LIC Posts ₹57,419 Crore Full-Year Profit as Total Premium Crosses ₹5.35 Lakh Crore in FY26
Himanshu Bose
Life Insurance Corporation of India delivered a strong set of full-year numbers for FY2025-26, with profit after tax rising 19.25% to ₹57,419 crore from ₹48,151 crore a year earlier, as the country’s largest insurer held firm on margins and accelerated its shift toward higher-value non-participating products.
Total premium income for the year climbed nearly 10% to ₹5,35,984 crore, up from ₹4,88,148 crore in FY25. Individual new business premium grew 8.29% to ₹67,676 crore, while group business posted the sharpest expansion, surging 16.26% to ₹1,96,609 crore — underlining LIC’s dominant grip on corporate insurance mandates. The corporation retained a 56.66% market share by premium and 65.16% by number of policies across the life insurance industry.
The quality-of-business story was equally compelling. Net Value of New Business jumped 41.63% to ₹14,179 crore, pushing the VNB margin to 21.2% from 17.6% a year ago — a 360 basis point improvement that analysts had been waiting for. The shift in product mix was the primary driver: non-participating products now account for 35.11% of individual APE, up sharply from 27.69% in FY25, with ULIPs alone growing 63.48% year-on-year.

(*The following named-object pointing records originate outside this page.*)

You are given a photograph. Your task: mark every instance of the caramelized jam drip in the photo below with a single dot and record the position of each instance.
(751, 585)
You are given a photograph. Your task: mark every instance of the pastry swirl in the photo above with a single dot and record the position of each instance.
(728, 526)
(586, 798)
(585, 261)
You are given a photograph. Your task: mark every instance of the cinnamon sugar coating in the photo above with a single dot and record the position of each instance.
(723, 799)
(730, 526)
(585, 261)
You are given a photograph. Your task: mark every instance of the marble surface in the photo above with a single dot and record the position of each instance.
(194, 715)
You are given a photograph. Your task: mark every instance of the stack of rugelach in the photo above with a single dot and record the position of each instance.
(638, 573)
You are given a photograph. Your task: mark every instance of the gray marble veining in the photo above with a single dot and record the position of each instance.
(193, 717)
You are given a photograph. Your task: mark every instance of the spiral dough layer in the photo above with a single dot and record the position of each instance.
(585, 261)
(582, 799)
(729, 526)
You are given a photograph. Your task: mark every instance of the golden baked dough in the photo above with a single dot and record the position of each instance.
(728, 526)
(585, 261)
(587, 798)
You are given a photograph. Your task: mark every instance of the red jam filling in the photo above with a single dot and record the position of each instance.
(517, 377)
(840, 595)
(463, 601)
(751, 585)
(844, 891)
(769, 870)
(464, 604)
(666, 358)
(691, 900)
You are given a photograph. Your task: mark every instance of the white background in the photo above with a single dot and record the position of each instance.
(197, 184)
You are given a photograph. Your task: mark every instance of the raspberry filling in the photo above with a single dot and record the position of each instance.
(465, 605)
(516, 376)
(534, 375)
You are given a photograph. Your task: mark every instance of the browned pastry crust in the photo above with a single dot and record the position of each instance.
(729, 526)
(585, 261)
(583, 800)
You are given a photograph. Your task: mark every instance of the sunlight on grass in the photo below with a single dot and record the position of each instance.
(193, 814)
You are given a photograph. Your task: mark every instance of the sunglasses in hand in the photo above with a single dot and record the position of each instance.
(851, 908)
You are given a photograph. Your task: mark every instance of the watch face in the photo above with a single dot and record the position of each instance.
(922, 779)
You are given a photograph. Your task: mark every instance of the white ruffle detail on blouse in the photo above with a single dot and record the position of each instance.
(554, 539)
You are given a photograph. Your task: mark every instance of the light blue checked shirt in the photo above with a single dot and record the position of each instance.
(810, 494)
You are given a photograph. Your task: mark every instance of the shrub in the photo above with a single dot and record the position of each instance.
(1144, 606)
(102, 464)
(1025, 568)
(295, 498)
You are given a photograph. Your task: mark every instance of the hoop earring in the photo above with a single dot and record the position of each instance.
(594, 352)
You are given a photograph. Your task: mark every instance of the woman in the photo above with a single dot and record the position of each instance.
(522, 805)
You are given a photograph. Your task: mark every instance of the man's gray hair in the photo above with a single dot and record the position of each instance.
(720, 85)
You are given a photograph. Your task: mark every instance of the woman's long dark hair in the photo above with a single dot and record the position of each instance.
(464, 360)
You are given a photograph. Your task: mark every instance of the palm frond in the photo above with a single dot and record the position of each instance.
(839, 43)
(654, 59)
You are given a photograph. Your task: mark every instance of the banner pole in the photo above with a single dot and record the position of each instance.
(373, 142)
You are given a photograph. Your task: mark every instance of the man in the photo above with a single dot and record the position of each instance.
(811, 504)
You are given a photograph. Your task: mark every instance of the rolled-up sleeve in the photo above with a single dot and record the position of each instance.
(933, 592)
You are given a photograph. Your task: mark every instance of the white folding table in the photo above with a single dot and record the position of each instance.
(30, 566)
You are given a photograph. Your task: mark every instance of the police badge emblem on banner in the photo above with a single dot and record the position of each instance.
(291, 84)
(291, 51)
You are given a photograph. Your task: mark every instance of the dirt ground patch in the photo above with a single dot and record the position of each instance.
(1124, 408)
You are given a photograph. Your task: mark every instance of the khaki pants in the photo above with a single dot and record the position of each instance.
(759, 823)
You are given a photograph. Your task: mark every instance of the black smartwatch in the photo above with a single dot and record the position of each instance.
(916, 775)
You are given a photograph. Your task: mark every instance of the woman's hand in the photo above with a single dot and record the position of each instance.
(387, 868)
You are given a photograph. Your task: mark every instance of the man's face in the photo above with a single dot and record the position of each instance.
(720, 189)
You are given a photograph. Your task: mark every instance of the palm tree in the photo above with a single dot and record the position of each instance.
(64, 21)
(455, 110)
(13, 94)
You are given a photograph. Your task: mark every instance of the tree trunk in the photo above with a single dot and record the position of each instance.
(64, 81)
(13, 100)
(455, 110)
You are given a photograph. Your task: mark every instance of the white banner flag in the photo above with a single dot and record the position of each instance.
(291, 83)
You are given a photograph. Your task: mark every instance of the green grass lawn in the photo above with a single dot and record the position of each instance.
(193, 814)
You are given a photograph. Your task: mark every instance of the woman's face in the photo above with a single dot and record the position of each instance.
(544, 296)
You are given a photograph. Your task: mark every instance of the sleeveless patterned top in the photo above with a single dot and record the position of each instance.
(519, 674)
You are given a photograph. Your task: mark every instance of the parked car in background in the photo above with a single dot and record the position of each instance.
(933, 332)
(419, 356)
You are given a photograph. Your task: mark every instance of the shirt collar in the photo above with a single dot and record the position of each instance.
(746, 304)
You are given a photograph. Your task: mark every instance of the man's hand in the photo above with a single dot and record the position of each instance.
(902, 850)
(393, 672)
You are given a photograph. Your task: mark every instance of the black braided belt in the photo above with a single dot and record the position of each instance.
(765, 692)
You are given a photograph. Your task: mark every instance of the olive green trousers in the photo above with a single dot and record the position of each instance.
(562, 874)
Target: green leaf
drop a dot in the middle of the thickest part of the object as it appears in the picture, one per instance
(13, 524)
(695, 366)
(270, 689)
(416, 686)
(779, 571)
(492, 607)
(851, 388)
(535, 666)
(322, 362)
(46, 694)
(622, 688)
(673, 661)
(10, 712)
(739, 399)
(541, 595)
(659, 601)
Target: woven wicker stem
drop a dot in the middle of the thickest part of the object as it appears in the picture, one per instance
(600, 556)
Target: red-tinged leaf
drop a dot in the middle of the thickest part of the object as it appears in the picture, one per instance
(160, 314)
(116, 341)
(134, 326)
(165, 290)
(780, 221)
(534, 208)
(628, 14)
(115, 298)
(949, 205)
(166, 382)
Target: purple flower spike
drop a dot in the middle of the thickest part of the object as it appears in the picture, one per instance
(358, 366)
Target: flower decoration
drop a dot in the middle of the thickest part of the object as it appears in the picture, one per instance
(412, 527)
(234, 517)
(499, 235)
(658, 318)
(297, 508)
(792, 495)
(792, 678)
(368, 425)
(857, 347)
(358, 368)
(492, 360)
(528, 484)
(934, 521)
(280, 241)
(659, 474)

Assets Under Management expanded 5.08% to ₹57,29,396 crore, while the solvency ratio improved to 2.35 from 2.11, providing ample capital buffer. Gross NPA in the policyholders’ fund fell to 1.21% from 1.46%, and the overall expense ratio tightened to 11.91% from 12.42% — both pointing to meaningful operational improvement.
The Indian Embedded Value closed at ₹7,89,185 crore as of March 31, 2026, a modest 1.58% rise from the prior year, with IEV Operating Earnings of ₹92,639 crore partially offset by a large ₹72,740 crore drag from adverse economic assumption changes — reflecting the mark-to-market impact of falling interest rates on the in-force book.
On the claims front, LIC settled total death claims of ₹24,885 crore at a death claim settlement ratio of 99.44%, maintaining its near-perfect track record. Maturity claim payouts surged 17.97% to ₹2,79,951 crore, serving over 2.41 crore policyholders.
Beyond the financials, LIC’s Bima Sakhi Yojana — the women’s career agent scheme launched by the Prime Minister in December 2024 — has already enrolled 3.45 lakh agents who collectively sold 21.94 lakh policies and procured ₹2,848 crore in new business, with over 61% sourced from rural areas.
Distribution remained overwhelmingly agency-led at 91.75% of individual NBP, though bancassurance and alternate channel premiums jumped 45% to ₹5,076 crore, suggesting momentum in the diversification push. Digitally, the ANANDA platform’s share of individual policies rose to 12.48% from 8.49% a year ago, and the LIC customer app now has 91.48 lakh active users.